Biography of Rirkrit Tiravanija
Hugely popular around the world, Rirkrit Tiravanija’s conceptual, and socially engaging artworks have made him one of the leading lights of Relational Art. Through his emphasis on interaction, his work becomes focused on the experience of the individual in a communal setting. By rejecting the traditional division between life and art, Tiravanija brings everyday activities out of their usual environments and into new and playful situations.
Born in 1961 in Buenos Aires in Argentina, Rirkrit Tiravanija was raised in Thailand and Ethiopia before finally ending up in Canada. He studied at the the Ontario College of Art in Toronto as well as at various American institutions, such as the Whitney Independent Studies Program in New York in 1986. Always keen to bring people together in his artwork, his early installations often involved sharing meals, reading, and playing music. In these scenarios the architectural settings took on an added significance to facilitate the socialized core element.
Rirkrit Tiravanija first came to prominence with the exhibition pad thai in 1990 at a commercial New York gallery. For the exhibition he rejected conventional art objects to cook meals for the visiting audience. Famously he once said “It is not what you see that is important but what takes place between people.” His multiples and limited editions are often derived in some way from his actual exhibitions, and can be cooking utensils, games, or even maps.

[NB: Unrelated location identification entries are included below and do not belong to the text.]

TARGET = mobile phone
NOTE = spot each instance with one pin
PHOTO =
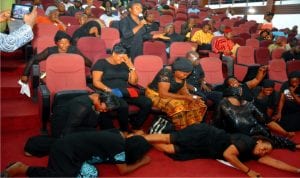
(19, 10)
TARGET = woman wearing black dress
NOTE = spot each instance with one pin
(205, 141)
(68, 154)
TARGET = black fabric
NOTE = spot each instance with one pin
(166, 75)
(114, 76)
(68, 154)
(74, 116)
(39, 145)
(243, 119)
(84, 30)
(183, 65)
(290, 112)
(245, 146)
(60, 35)
(161, 124)
(133, 42)
(52, 50)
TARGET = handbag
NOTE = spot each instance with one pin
(162, 124)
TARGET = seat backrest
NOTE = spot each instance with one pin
(245, 55)
(277, 70)
(181, 16)
(179, 49)
(265, 43)
(48, 30)
(177, 25)
(212, 68)
(165, 19)
(239, 40)
(262, 55)
(93, 48)
(277, 53)
(252, 42)
(111, 36)
(71, 29)
(65, 72)
(292, 66)
(147, 66)
(157, 48)
(69, 20)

In 2004 he was awarded the Hugo Boss Prize by the Solomon R. Guggenheim Museum in New York. Rirkrit Tiravanija has exhibited around the world with solo exhibitions at MoMA, New York in 1997 and the Musée d'Art Moderne de la Ville de Paris in 2005. He has had retrospectives at the Whitney Biennial in 2006 and at the 50th Venice Biennale in 2003. For many years he was married to the American artist Elizabeth Peyton. He now divides his time between New York and Berlin.